“Government 2.0” means many things to many people. Here’s a list of a few variants, with some (slightly) tongue in cheek observations. :+)
- social media focus: using social media for government communications/marketing/outreach. This is about the outward face of government, mostly the domain of government communicators and marketers of the digital persuasion. Oh and” social media experts.” Looking into using Twitter, Facebook or blogging to replace , er, complement more traditional forms of government communications activities. Worried about user-generated content and approval processes. Convinced that the press release is dead.
- web 2.0 tools focus: using web 2.0 tools for improving work processes in government. This is the most inward looking “stream” within government 2.0. Concerned with improving efficiency and effectiveness in the daily work of a wide range of public servants. Looking into collaboration tools such as i.e. wikis. Worried about workplace silos and restrictive rules. Convinced that technology is the answer.

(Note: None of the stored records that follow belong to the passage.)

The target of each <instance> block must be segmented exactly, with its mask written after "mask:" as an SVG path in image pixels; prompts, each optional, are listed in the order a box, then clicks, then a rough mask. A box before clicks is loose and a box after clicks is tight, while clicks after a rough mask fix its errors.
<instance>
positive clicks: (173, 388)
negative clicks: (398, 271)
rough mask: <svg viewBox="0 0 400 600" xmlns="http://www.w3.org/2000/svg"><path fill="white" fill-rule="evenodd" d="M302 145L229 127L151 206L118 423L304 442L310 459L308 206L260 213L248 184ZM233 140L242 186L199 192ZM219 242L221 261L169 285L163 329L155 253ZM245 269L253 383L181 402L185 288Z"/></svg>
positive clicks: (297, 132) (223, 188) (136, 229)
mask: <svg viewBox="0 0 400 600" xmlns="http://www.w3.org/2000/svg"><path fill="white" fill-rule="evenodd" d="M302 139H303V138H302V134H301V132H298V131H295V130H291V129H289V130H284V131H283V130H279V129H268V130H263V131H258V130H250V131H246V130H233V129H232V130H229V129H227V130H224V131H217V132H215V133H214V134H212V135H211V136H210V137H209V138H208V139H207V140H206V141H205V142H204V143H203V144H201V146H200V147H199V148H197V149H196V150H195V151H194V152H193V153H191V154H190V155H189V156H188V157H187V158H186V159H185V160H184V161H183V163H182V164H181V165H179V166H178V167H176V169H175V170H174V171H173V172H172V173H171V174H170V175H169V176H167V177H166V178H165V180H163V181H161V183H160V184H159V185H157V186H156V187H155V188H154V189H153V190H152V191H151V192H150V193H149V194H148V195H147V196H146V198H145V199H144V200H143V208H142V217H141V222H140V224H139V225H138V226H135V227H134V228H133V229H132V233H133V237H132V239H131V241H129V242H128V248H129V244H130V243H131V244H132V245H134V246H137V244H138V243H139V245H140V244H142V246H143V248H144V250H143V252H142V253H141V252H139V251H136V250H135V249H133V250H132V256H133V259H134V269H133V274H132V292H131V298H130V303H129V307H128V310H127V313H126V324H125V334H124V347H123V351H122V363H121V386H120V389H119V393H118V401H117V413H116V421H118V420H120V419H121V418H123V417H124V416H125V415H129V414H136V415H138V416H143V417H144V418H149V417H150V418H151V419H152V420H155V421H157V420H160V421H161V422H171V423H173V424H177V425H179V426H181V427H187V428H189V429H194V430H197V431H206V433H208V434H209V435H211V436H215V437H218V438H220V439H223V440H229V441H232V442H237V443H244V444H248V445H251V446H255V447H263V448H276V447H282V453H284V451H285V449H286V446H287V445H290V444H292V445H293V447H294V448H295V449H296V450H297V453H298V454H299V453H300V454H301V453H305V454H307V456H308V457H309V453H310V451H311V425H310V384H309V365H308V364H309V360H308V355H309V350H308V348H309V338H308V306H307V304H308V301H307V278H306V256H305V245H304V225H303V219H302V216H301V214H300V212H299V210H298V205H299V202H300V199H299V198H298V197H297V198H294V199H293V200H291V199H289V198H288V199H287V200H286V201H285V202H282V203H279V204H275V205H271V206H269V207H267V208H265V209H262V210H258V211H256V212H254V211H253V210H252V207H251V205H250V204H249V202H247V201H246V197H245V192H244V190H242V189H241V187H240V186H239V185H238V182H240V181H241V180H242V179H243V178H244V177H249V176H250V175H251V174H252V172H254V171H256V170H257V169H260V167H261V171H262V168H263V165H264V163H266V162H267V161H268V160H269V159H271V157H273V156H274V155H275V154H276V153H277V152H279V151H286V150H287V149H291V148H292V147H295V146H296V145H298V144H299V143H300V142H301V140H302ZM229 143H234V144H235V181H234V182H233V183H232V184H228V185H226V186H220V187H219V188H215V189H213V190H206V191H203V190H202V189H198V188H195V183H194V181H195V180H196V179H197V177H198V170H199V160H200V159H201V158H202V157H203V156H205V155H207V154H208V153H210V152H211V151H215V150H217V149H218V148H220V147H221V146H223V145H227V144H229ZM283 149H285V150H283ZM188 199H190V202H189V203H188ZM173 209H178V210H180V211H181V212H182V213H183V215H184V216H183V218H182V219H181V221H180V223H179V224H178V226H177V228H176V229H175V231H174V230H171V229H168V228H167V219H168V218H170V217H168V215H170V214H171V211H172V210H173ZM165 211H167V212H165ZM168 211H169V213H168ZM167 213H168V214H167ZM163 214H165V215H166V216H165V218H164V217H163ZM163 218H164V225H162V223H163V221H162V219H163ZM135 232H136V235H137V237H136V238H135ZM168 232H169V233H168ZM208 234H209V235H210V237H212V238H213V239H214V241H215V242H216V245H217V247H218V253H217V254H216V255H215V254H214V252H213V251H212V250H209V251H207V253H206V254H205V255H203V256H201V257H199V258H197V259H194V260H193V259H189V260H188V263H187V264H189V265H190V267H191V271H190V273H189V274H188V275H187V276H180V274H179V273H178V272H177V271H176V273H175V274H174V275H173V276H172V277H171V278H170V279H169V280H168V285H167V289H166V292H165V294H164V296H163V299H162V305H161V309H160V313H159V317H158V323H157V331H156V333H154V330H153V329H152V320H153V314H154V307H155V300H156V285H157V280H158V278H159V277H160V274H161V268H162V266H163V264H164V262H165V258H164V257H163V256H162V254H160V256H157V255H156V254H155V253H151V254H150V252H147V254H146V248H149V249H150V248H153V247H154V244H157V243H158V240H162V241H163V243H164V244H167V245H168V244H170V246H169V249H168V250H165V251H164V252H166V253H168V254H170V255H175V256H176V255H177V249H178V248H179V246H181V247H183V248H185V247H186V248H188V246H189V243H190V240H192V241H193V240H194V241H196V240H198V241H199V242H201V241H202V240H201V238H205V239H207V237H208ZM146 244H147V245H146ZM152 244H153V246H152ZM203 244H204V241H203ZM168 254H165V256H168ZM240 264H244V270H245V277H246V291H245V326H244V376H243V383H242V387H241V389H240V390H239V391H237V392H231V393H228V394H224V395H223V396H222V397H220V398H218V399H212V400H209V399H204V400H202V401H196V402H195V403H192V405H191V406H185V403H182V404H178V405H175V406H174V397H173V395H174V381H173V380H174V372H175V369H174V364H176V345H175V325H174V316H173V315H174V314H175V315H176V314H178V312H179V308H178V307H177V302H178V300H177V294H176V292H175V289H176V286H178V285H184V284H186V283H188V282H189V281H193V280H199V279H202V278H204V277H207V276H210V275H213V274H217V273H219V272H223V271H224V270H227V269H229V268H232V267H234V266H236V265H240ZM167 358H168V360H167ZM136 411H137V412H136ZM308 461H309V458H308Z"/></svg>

- transparency focus: releasing more government data online in usable/re-usable forms. This is a strain that’s perhaps more common from the outside looking in, as various activists and stakeholders want to get their hands on, er, aim to improve public access to government information. Worried about a healthy democracy. Convinced that there’s a hidden agenda.
- mashup focus: government as a platform that citizens can customize or build from. This is also a common approach outside of government, overlapping with the transparency folks. Looking into new service delivery models where end users benefit from an intermediary layer of tech-savvy entrepreneurs or philanthropists who repackage government services for citizens online. Worried about — actually I’m not sure what these folks are worried about, because they’re … Convinced that they know better.